By Hilary Corrigan
Triplicate staff writer
Eric Santsche spent Saturday morning in the rain, pulling trash from wet leaves in Glen and tossing the bags he filled into a trash container.
"A lot of dirty diapers," the eight-year-old said of his findings.
Yurok Tribe member Michelle Santsche brought her sons to help with the annual Klamath River cleanup. In boots, raincoats and work gloves, the trio scoured backroads for piles of trash.
"I want my family to see what impact the garbage and everything has to our reservation and how important it is to clean up," the Klamath resident said. "I think they're understanding."
Across the road, six-year-old Ryan dug at the base of a tree trunk.
"This wire is choking that tree," he called.
Santsche waved toward the littered woods.
"This is awful," she said.
"And cruel," Eric added.
More than 100 tribal members and Del Norte County residents celebrated Earth Day a day early and in the rain, hauling trash piled along back roads and tucked in the woods along the Klamath River.
The event started about six years ago, focusing on the waterway, but soon covered the surrounding watershed.
"We're able to get a lot of stuff done in a little amount of time," assistant director of the tribal environmental program Laura Mayo said. "Many hands make light work."
To prepare, tribal staff inventoried garbage piles and created packets of maps, directions and photos for volunteers to track down the trash. Del Norte Solid Waste Management Authority placed eight large train bin containers in the area and staff would later bring them to the transfer station, sort the garbage from recyclables in a collection that in past years has totaled about 160 cubic yards.
Along with crew members, Walt Lara III, director of the tribe's watershed division, started the effort on Friday with free door-to-door trash pickup. The day netted more than 100 appliances and on Saturday, the team scoured the back roads in a big truck, loading TVs, stoves and other big items that they found.

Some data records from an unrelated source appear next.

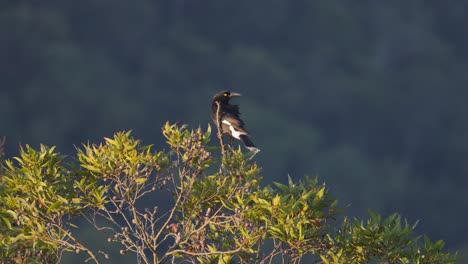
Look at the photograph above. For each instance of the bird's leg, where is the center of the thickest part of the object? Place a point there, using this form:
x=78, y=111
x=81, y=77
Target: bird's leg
x=218, y=124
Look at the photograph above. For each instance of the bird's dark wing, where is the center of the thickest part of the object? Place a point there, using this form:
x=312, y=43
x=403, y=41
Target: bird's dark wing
x=234, y=121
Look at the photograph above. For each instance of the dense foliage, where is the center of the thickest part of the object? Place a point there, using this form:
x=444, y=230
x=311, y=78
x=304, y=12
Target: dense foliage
x=219, y=211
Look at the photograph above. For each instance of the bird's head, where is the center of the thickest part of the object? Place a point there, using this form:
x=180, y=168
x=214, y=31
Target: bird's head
x=224, y=96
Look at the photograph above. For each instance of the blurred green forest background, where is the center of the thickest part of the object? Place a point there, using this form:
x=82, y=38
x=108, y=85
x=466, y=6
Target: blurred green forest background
x=370, y=96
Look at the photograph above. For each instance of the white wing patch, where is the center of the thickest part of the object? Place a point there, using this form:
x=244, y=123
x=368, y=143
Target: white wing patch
x=235, y=134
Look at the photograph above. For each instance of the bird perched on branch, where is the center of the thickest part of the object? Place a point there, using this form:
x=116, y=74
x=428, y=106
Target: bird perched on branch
x=228, y=116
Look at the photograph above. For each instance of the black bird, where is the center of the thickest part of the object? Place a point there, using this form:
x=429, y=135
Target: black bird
x=231, y=123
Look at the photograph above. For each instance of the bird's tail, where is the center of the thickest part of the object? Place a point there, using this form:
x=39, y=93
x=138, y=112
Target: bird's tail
x=248, y=143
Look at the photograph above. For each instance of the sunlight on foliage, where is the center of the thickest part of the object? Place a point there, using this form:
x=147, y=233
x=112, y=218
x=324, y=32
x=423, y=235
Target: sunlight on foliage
x=218, y=211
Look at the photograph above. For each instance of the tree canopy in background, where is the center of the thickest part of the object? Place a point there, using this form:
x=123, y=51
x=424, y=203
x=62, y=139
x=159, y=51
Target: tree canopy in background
x=224, y=216
x=369, y=96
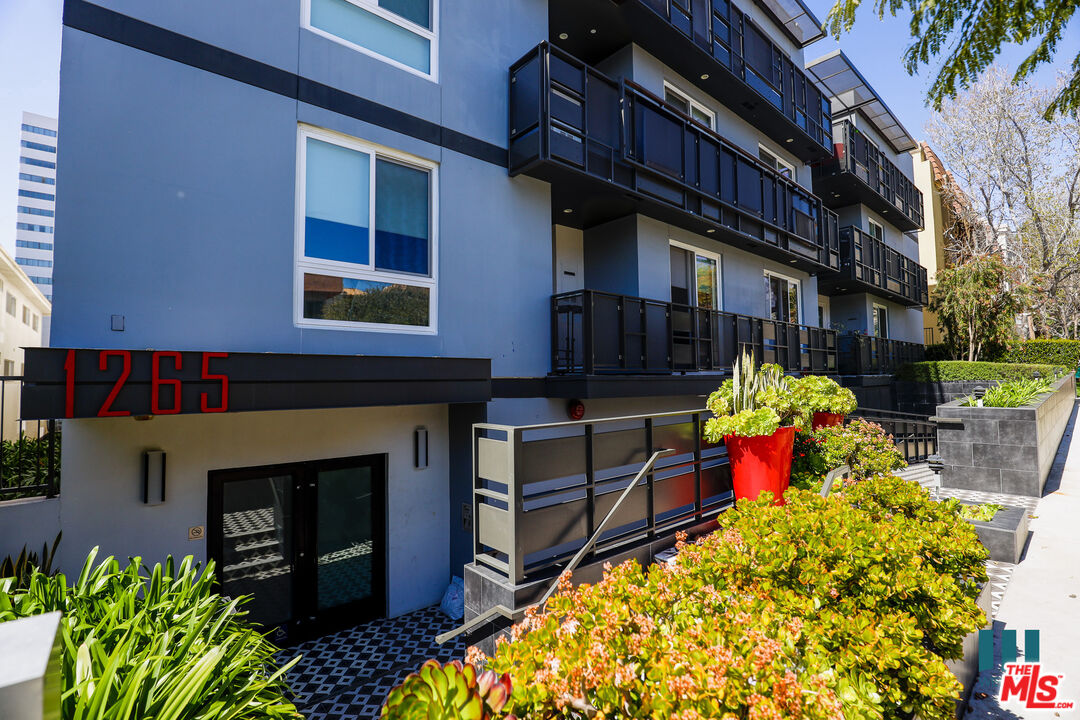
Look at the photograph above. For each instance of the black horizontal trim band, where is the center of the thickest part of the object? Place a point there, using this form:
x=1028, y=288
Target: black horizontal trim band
x=120, y=28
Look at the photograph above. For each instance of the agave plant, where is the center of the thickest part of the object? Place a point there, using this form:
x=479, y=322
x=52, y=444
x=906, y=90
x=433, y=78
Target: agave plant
x=448, y=692
x=756, y=401
x=23, y=566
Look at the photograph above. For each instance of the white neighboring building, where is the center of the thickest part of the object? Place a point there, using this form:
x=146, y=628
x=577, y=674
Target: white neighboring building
x=37, y=201
x=24, y=314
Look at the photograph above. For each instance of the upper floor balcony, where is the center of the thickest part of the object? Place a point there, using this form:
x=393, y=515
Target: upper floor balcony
x=869, y=266
x=717, y=46
x=611, y=148
x=861, y=173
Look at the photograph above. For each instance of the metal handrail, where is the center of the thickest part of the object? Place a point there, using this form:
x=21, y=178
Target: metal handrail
x=570, y=567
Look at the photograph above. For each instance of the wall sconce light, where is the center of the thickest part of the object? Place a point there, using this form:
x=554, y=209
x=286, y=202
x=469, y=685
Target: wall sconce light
x=420, y=447
x=153, y=477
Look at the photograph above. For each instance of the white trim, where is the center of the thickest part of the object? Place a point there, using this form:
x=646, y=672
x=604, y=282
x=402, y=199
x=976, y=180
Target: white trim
x=692, y=104
x=372, y=7
x=302, y=263
x=798, y=290
x=704, y=254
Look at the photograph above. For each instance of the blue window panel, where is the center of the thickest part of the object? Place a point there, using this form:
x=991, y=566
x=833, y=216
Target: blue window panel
x=366, y=29
x=38, y=195
x=38, y=146
x=416, y=11
x=38, y=163
x=337, y=204
x=402, y=225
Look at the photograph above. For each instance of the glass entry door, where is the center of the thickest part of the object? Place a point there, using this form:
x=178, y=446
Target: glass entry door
x=305, y=541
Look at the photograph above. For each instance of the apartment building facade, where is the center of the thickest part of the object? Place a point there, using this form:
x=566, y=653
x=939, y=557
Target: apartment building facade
x=356, y=228
x=37, y=200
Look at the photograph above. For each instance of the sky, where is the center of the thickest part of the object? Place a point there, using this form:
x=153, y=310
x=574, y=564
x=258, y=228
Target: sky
x=30, y=50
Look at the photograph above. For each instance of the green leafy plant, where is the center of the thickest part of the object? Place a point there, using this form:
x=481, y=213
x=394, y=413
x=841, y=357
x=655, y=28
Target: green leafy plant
x=153, y=643
x=849, y=605
x=862, y=445
x=23, y=566
x=1016, y=393
x=961, y=370
x=448, y=692
x=815, y=393
x=754, y=402
x=982, y=513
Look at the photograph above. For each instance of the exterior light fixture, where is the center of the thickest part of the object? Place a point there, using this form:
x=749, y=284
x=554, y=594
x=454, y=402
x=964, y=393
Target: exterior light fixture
x=576, y=409
x=153, y=477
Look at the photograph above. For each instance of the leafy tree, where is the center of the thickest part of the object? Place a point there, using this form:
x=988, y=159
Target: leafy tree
x=974, y=32
x=401, y=304
x=976, y=304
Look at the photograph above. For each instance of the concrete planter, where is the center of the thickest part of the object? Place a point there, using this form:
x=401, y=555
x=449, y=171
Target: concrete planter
x=1004, y=535
x=1007, y=450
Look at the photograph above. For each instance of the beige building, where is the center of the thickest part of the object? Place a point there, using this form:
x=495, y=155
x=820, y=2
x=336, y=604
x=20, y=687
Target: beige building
x=25, y=315
x=940, y=194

Despite curbside trash pickup in the area and a transfer station on Alder Camp Road, area residents and out-of-towners ditch trash, appliances, lumber and other garbage on the back roads.
"We've found debit cards, drivers' licenses, all kinds of stuff," Mayo said.

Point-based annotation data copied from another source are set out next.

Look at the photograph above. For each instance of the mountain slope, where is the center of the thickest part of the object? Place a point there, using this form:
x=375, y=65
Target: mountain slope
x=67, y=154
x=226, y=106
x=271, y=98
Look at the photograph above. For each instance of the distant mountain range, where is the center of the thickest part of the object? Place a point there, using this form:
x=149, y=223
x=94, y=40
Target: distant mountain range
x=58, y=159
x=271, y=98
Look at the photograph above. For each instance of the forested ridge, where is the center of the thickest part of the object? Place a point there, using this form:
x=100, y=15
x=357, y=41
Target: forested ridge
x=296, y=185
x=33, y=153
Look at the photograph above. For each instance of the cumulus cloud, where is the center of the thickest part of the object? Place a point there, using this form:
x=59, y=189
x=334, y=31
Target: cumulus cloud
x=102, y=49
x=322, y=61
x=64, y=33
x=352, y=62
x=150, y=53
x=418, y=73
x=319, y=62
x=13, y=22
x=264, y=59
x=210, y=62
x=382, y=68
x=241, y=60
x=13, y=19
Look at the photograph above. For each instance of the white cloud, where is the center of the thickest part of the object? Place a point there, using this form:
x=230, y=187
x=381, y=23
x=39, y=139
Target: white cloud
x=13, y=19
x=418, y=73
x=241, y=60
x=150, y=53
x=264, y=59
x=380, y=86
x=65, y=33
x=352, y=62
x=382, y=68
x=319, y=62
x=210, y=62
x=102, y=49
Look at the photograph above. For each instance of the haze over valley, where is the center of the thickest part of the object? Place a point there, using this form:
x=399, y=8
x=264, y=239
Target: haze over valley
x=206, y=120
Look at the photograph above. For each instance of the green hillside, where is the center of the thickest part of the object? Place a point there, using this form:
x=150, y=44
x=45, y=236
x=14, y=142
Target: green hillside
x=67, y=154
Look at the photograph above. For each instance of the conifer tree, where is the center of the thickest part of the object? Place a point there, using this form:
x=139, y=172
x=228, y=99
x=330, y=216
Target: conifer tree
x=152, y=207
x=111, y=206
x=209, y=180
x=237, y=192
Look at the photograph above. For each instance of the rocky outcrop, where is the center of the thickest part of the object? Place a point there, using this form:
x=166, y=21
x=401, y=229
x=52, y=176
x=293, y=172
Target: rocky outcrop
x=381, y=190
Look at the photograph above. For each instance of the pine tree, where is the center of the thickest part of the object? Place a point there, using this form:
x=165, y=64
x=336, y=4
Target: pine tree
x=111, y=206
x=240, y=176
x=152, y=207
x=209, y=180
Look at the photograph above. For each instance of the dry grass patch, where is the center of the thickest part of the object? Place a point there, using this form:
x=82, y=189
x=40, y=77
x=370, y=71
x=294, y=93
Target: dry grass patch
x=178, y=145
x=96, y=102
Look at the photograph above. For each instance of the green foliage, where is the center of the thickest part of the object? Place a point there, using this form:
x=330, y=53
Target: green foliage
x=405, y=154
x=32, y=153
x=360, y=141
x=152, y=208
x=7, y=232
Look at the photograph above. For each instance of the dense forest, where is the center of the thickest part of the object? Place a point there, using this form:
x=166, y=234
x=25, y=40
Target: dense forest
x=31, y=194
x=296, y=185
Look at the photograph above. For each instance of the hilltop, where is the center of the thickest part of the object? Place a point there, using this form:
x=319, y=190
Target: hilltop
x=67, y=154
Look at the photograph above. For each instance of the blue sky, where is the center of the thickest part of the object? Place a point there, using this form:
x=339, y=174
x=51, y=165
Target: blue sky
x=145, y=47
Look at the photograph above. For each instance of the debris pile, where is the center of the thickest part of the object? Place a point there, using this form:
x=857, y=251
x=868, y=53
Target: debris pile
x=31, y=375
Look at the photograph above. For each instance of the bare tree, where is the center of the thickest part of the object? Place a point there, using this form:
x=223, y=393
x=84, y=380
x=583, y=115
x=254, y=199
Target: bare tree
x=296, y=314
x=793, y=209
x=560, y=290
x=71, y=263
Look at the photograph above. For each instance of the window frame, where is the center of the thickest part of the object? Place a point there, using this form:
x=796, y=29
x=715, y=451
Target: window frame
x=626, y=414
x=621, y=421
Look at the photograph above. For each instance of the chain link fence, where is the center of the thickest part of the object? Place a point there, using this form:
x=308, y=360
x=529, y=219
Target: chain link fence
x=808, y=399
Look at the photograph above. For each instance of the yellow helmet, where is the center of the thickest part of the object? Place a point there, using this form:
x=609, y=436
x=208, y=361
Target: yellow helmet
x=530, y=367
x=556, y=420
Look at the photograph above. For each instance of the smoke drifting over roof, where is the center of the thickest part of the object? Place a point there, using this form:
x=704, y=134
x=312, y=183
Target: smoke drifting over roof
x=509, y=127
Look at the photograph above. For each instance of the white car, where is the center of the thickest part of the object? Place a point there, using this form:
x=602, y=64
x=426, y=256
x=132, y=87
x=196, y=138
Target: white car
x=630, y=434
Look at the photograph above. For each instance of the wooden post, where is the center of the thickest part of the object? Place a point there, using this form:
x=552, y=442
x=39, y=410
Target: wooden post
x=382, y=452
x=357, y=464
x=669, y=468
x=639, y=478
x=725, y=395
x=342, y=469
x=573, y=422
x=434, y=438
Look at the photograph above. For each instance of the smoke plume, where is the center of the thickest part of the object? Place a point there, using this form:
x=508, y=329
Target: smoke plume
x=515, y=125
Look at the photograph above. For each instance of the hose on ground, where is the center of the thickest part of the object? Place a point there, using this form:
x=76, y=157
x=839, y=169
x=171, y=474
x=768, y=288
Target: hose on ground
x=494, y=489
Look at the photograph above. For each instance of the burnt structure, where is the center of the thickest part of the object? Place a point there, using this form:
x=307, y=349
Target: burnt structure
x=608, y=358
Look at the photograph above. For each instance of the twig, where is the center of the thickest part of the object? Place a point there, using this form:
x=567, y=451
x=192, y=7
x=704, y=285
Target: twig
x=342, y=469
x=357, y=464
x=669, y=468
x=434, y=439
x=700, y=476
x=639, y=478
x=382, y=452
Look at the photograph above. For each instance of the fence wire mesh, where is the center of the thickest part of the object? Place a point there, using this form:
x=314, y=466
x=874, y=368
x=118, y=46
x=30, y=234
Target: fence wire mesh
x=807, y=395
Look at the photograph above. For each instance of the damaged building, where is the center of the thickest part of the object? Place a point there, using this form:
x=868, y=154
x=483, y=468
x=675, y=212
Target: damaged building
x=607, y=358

Others move away and leave their garbage and old furniture behind in the woods.
"There's many different reasons. There's economic, there's just social attitude," Mayo said, noting the rural area. "(There's) the perception of lawlessness."
Tribal staff regularly sweeps the region for trash but want residents to call if they need help getting rid of materials.
"A lot of it is because of the poverty," said Tatia Viggers, the tribe's executive secretary.
The traditional salmon lunch may have helped, but the chance to clear eyesores lured most volunteers.
Tribal member and Klamath resident Candy Gibson brought her two grandchildren. "We want to clean up, make it look a lot better here and safer," Gibson said. "We run around out here."
McKinleyville resident Dick Bargy and his wife often travel along the river and camp at RV parks near it.
"Just to contribute something to the area, Klamath River ¬ó we all enjoy it, figure we'd do a little bit to keep it clean," Bargy said.
A Klamath church group started its workday with a prayer in the rain near a pile of trash.
"It helps us put our faith into practice in a practical way," Pastor Tom Pawloski said after the three lugged an abandoned refrigerator from the woods to the roadside. "Encourages us to care for the community."
Del Norte Solid Waste Management Authority director Kevin Hendrick started his day with a mishap while lifting a piece of plywood full of trash into a trash container.
"It cascaded down on my head," Hendrick said. "Baptism by garbage."
Ron Gonzalo joined a boat crew to haul in a refrigerator, tires, orange plastic fences.
"I thought I was gonna do my back in on that fridge," said Gonzalo, who volunteered a few years ago and made sure to stay in town this year to help again. "I remembered how much fun it was and the wonderful food."
The rain didn't ruin it for him.
"You just put your Gore-Tex on and go out and enjoy life," Gonzalo said.